I get this error: java.util.zip.ZipException: error in opening zip file at java.util.zip.ZipFile.open(Native Method)

Questions:

1) do I need to put "test.resource" in my url? 2) What is the relationship between my URLClassLoader and my current class's classloader? 3) what is the proper way to stream in this resource (obviously what I have doesn't work)?

Thanks

If you want to add a JAR file to your current thread's ClassLoader you'd create a new URLClassLoader, use the current class's ClassLoader as parent and add the new JAR URLs. You may not put test.resource in your URL. Don't forget to assign the new ClassLoader to your current thread.
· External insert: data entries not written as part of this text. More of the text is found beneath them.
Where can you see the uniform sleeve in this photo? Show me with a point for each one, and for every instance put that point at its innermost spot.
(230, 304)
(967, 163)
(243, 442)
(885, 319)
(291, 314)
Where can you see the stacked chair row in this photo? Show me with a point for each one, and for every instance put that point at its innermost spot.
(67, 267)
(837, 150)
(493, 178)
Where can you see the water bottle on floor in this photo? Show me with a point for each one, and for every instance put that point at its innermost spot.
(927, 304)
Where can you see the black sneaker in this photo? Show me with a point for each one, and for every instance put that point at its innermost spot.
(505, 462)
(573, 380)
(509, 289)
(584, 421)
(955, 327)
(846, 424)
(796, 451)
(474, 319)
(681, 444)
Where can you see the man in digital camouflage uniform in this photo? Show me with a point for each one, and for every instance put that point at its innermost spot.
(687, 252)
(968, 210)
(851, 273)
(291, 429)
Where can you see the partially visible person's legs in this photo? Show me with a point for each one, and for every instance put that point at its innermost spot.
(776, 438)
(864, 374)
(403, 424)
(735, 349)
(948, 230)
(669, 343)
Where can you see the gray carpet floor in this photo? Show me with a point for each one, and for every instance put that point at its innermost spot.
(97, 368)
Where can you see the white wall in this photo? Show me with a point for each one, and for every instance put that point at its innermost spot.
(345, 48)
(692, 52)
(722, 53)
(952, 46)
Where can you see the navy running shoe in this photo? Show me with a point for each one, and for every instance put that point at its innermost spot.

See the example below:

URL url = new URL("file:/out/resource.jar")
def urlList = [] << url
URL[] urls = urlList.toArray()
URLClassLoader classLoader = new URLClassLoader(urls, getClass().classLoader)
Thread.currentThread().setContextClassLoader(classLoader)

Now you should be able to get the file via Thread.currentThread().getContextClassLoader().getResourceAsStream .

If you actually just want to read the file from a JAR without adding it to your classpath you can take the following approach:

JarFile jar = new JarFile(new File('/out/resource.jar'))
JarEntry jarEntry = jar.getJarEntry('test.resource')

if(jarEntry) {
    File file = new File(new URL("jar:file:/out/resource.jar!/test.resource").toURI())
}

I'm more familiar with java than groovy, but this should give you the InputStream you asked for:

JarFile jarFile = new JarFile(new File("/out/resource.jar"))
JarEntry jarEntry = jarFile.getJarEntry("test.resource")
InputStream inputStream = jarFile.getInputStream(jarEntry)

No need to worry about ClassLoader unless:

  1. You are trying to load classes (eg as plugins),
  2. Your resources are located within some package structure, or
  3. You are loading resources within an OSGi environment with multiple distinct ClassPaths and ClassLoaders (in which case you might use something like org.eclipse.core.runtime.FileLocator#resolve(URL) )

If the jar file is in your classpath already then you should just be able to do Classloader.getResourceAsStream

Is this jar outside your current classpath?